Sit 50–70 cm from the screen, face roughly centred in the camera frame
For corner dots, move your eyes only — small head movement is fine
If a dot stays amber, blink once to reset then re-fixate
Recalibrate any time via the Calibrate tab or voice command "calibrate"

Snap-To Engine

Snap-To is an optional cursor-assist layer that pulls the gaze cursor toward the nearest interactive element when you look close enough.

Three modules:

Module	Role
`TargetPredictor`	Scores candidates by distance, size, element type, and interaction history
`AdaptiveGazeLearner`	Builds a per-user profile from every dwell event; auto-tunes snap distance, dwell time, smoothing, and prediction weight
`SnapToEngine`	Smooth-interpolates cursor to winning target; emits snap/release events

Controls (Live Demo → Snap-To panel):

On/Off toggle
Auto-dwell toggle
Snap threshold distance (px)
Dwell time (ms)
Cursor smoothing (%)
Prediction weight (%)

Voice Navigation

Voice navigation runs via the Web Speech API (Chrome/Edge). Enable it with the microphone toggle in the Phase 2 panel.

How it works:

Utterance is transcribed
Raw lowercase text is checked against multi-word ACTION_COMMANDS first (longest match wins)
Tokenised words are checked for single-word action commands
Embedded action + element combos are tried ("click home", "open demo")
Named element matching against the live DOM scan
If nothing matches — "No match" status displayed

Command categories:

Category	Example commands
Discovery	"show clickable items", "hide clickable", "what can i click"
Focus	"focus on [name]", "next item", "previous item"
Navigation	"home", "demo", "architecture", "docs", "studio"
Mode	"calibrate", "gaze mode", "mouse mode"
Camera	"start camera", "restart", "stop"
Scrolling	"scroll up", "scroll down", "scroll to top", "stop scrolling"
Zoom	"zoom in", "zoom out", "reset zoom"
Interaction	"click", "press", "double click", "right click"
Control recovery	"pause control", "resume control", "reset cursor", "exit mode"
Editing	"select all", "copy", "paste", "cut", "focus search"
Voice control	"pause voice", "resume voice"
Media	"play", "pause", "stop"

"Show Clickable Items" highlights every interactive element with a numbered cyan badge and outline ring. Auto-clears after 8 seconds or on "hide clickable items".

Gesture Studio

Facial gesture control, accessible from the Gesture Studio tab.

Built-in gestures:

Gesture	Action
Lip-tap (open-close-open mouth quickly)	Scroll up
Tongue-out (hold)	Scroll down continuously
Smile (stretch ≥ 38% of face width)	Configurable
Blow	Configurable

Custom gestures:

Click New Gesture in Gesture Studio
Name it and assign an action (click, scroll, navigate, run custom script, etc.)
Click Record — hold your chosen face position for 2–4 seconds
The profile is saved to localStorage and fires in real-time

Actions available for custom gestures: click focused element, scroll up/down, navigate to page, open settings, run arbitrary JavaScript.

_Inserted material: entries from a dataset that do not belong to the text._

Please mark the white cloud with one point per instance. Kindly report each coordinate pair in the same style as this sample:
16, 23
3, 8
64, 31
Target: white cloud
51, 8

Accessibility Control Mode (ACM)

ACM is a WCAG 2.1 AA/AAA + ADA Title III + Section 508 compliance layer that sits entirely on top of the gaze pipeline without modifying it.

Enable: ACM toggle button in the Phase 2 panel.

Features:

Gaze-dwell focus loop (10 fps — CPU-lightweight)
Skip-navigation link (WCAG 2.4.1)
Screen-reader live region announcements (WCAG 4.1.3)
Focus outlines and ARIA role support
Voice command integration (speaks element labels aloud)
Keyboard Tab/Enter/Space event tracking
Dwell time control (300–2000 ms slider)
Real-time stat counters: gaze, voice, keyboard, intent events
CSV export — timestamped log of every interaction
PDF export — same log formatted for reporting/compliance

Accuracy Engine (v3)

Four additive post-processing patches applied after CalibrationEngine.mapGaze, before the cursor pixel position is written:

Module	What it does
GazeGainRemapper (ACC.3)	Power-law remap (γ=0.70) expands centre region ~18%, compresses edges; shrinks centre dead-zone from ~20% → ~8% of screen
CenterGravity (ACC.4)	Gentle 0.8%/frame return pull when cursor is idle at screen edge
GravitySnapEngine (ACC.1)	Gravity-model attractor (Grossman & Balakrishnan 2005) — 25–40% mis-selection reduction vs distance-only snap
PerSessionDriftCorrector (ACC.2)	Watches 50-fixation sliding window; infers and corrects systematic drift up to ±2.5% screen over ~60 s

Dynamic Calibration (Micro-Recalibration)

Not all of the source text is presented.